So far there's high level agreement on the Permissions Policy: there's support from WebKit and a satisfied TAG review. There's also a merged spec PR on this repo. So there's only this piece of behavior that would need to be resolved before the feature is in a good state for finishing implementations and proposing shipping.

As I mentioned in this comment, we got back to our customer Microsoft Teams and talked about the corner case that came up during 2025-09-25 WHATNOT https://github.com/whatwg/html/issues/11696: A hosting B hosting C, B and C have the policy denied, C is focused, B tries to move focus somewhere else. This PR would allow that to happen. Teams supports this behavior too, arguing that there might be apps relying on this, and that this wouldn't really constitute a security concern because:

  1. B could have other mechanisms to regain focus (deleting C for example).
  2. B could trick the user into typing inside an element that belongs to B (for example with a transparent div on top of C's input element).
  3. C could prevent this by using CSP frame-ancestors to avoid being embedded by B.

The fact that some webpages might be counting on behaviors like the case discussed here is the original motivation for this PR. It would try to avoid breaking existing sites that are embedded with this policy denied so it can be more easily adopted, while still fulfilling the market need for a policy that prevents frames from stealing focus.

Just to further clarify the proposal, I added this pseudo algorithm to the description, trying to capture all possible cases of the 'allow focus steps':

algorithm allow_focus(focus_setter_frame, target, currently_focused_frame):
  if focus_setter_frame has the policy allowed:
    return true
  if the user initiated the action (target's frame has transient activation):
    return true
  if currently_focused_frame is an inclusive descendant frame of focus_setter_frame:
    return true
  return false

(the current cases being discussed would fall into the third 'if' statement above, the rest of the algorithm looks like it's currently spec'd as of now)

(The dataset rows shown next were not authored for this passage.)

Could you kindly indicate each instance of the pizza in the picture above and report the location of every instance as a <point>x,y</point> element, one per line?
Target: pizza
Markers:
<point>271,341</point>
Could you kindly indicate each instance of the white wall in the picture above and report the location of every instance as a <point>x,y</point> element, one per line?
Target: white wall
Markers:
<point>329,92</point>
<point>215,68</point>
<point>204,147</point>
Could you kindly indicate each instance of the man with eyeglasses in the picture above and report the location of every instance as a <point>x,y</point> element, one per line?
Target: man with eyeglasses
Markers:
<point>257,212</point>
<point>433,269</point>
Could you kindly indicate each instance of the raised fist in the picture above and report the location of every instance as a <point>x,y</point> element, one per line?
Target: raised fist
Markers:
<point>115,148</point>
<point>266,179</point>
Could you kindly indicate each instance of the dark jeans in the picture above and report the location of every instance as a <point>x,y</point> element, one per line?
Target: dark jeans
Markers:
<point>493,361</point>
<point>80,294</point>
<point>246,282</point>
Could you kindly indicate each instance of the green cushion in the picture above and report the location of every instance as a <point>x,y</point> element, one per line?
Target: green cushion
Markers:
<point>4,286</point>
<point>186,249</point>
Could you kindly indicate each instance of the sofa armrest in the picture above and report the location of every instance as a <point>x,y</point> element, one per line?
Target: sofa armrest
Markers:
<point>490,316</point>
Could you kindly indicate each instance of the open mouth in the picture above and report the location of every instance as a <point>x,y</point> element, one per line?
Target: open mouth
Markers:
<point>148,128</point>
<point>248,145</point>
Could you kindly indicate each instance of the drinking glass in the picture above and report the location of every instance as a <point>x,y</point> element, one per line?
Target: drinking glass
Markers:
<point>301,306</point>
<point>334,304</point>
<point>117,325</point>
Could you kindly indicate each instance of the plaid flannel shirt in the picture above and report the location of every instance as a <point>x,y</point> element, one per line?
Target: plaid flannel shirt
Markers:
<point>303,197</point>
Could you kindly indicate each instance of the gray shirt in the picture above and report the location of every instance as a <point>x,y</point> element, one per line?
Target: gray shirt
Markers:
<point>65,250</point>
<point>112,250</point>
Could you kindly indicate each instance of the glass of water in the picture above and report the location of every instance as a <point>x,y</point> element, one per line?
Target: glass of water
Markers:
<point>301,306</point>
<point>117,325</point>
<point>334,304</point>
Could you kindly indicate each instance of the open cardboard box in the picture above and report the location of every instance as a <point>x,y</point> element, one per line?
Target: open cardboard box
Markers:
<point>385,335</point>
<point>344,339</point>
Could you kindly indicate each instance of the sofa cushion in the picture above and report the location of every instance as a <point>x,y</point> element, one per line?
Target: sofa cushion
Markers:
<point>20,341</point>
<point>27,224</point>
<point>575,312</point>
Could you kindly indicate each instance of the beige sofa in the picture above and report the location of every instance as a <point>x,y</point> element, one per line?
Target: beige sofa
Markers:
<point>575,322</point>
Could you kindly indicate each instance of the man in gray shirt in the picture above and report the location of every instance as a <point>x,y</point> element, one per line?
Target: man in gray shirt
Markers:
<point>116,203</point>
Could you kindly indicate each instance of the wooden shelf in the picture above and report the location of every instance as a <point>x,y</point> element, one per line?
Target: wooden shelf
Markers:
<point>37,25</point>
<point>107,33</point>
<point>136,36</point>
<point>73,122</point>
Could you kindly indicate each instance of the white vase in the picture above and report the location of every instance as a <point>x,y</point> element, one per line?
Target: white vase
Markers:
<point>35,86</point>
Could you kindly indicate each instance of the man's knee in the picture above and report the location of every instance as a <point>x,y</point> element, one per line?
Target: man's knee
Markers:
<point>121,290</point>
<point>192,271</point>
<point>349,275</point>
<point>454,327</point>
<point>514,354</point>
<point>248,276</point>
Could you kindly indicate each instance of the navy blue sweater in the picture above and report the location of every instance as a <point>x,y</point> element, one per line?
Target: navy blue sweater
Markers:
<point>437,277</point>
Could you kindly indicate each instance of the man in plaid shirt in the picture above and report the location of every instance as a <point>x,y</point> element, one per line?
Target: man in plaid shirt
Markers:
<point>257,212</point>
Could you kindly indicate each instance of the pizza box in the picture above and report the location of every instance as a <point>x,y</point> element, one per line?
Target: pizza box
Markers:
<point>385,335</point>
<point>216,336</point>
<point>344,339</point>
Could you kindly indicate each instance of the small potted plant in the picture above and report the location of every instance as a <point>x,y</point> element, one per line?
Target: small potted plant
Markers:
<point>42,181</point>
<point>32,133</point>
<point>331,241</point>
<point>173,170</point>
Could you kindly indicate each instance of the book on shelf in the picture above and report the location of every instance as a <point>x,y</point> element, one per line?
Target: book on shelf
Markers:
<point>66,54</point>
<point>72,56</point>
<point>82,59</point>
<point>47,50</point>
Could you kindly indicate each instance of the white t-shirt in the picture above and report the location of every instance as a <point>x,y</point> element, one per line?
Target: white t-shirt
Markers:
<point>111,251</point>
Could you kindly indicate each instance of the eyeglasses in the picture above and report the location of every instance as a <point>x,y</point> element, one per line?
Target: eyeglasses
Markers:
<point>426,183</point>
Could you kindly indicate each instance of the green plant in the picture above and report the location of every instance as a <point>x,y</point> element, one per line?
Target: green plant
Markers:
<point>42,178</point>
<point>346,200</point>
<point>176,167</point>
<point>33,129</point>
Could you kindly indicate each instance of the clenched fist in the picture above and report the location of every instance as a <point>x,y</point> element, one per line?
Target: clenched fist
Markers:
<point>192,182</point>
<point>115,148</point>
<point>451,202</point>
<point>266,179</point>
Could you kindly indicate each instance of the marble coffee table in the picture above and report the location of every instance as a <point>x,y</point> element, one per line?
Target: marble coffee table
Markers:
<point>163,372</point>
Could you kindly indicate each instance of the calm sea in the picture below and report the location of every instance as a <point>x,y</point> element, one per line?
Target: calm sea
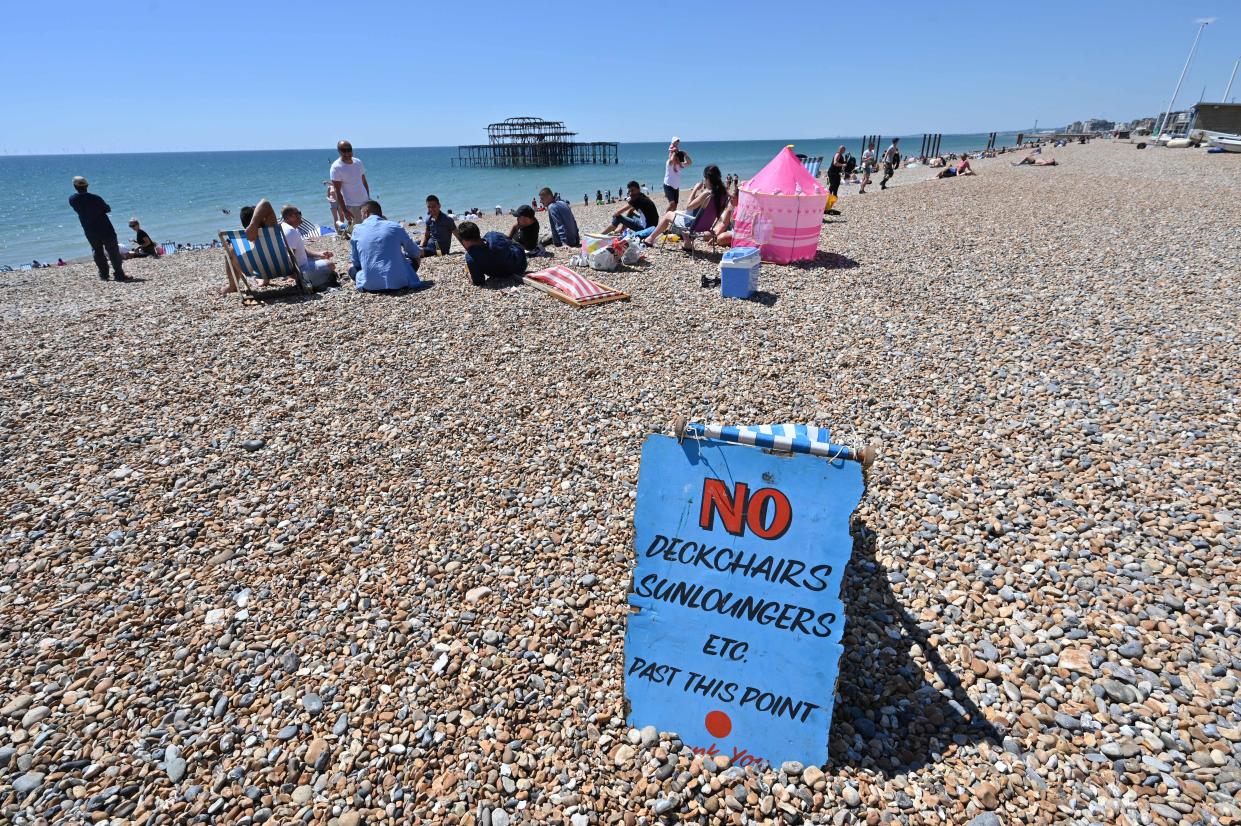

cc @ydogandjiev @taylore-msft

ffiori avatar Oct 23 '25 18:10 ffiori

Wouldn't the proposal be rather problematic with fullscreen? First user triggers fullscreen on C and browser tells about C being in fullscreen. Then B steals focus from C and all the keyboard events go to B? Or am I missing something (I very well could be)?

smaug---- avatar Nov 21 '25 13:11 smaug----

Wouldn't the proposal be rather problematic with fullscreen? First user triggers fullscreen on C and browser tells about C being in fullscreen. Then B steals focus from C and all the keyboard events go to B? Or am I missing something (I very well could be)?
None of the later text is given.